Date of effect : The producer rebate and capital allowances for grapevine measures commence on and from 1 October 2004. The compliance measures and technical amendment are taken to have effect on the date this bill receives Royal Assent.

Proposal announced : The provision of a wine producer rebate and the removal of accelerated depreciation for grapevines were announced in the 2004-2005 Budget. The compliance measures were not previously announced.

Financial impact : The wine producer rebate will provide additional assistance of around $342 million to wine producers from 2004-2005 to 2007-2008. The extent of revenue protection is not quantifiable for the compliance and administrative improvement measures. The grapevine measure is estimated to yield a revenue of $2 million in 2004-2005, $6 million in 2005-2006, $11 million in 2006-2007 and $17 million in 2007-2008. The technical amendment has no financial impact.

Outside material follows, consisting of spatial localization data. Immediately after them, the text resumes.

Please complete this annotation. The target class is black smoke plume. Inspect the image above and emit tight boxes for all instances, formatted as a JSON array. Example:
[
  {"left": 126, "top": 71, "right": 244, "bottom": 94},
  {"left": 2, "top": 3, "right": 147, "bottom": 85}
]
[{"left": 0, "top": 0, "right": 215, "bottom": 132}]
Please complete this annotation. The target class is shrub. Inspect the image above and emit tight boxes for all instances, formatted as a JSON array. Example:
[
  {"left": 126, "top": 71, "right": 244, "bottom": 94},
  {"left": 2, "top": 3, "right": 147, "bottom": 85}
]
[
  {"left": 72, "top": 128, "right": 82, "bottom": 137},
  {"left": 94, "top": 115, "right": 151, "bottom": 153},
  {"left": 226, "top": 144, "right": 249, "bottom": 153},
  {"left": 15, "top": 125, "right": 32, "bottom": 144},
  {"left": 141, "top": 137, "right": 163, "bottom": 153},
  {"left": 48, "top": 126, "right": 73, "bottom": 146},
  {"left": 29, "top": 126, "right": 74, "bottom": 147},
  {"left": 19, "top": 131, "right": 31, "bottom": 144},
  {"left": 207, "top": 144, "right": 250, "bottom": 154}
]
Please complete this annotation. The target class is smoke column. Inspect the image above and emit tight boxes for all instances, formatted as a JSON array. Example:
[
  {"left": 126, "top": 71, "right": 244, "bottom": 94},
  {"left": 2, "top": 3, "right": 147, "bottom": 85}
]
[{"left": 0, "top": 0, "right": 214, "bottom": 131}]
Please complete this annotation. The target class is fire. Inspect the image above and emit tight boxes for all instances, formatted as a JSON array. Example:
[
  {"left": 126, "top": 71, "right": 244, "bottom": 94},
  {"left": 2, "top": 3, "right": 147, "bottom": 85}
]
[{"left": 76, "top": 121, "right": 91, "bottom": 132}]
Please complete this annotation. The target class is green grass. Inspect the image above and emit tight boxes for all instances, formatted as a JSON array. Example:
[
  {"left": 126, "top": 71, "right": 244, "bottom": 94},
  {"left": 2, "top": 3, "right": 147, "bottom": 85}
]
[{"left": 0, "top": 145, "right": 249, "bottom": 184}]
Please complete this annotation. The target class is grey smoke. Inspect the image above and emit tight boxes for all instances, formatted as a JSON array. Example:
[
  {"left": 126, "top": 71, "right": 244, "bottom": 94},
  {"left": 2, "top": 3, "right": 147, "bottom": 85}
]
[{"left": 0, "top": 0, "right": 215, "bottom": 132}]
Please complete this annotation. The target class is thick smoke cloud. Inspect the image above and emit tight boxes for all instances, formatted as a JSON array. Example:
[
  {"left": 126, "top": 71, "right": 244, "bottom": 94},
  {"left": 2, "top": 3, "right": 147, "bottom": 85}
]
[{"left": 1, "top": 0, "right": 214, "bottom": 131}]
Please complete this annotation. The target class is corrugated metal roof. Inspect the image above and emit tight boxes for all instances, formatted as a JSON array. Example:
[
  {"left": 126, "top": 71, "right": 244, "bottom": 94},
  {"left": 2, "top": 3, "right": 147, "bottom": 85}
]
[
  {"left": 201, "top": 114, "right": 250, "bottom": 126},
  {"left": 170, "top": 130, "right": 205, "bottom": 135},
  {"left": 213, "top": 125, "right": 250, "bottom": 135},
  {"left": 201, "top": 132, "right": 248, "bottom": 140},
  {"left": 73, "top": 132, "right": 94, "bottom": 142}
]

Compliance cost impact : The wine producer rebate arrangements reduce compliance costs for producers. Minor costs will be incurred by parties that choose to calculate the notional wholesale selling price where bulk wine on which wine tax has been paid is then bottled and packaged. Alternative methods that do not incur these costs are available. The grapevine measure is expected to have a negligible impact on compliance costs. There are no additional costs associated with the wine export/re-entry measure or technical amendment.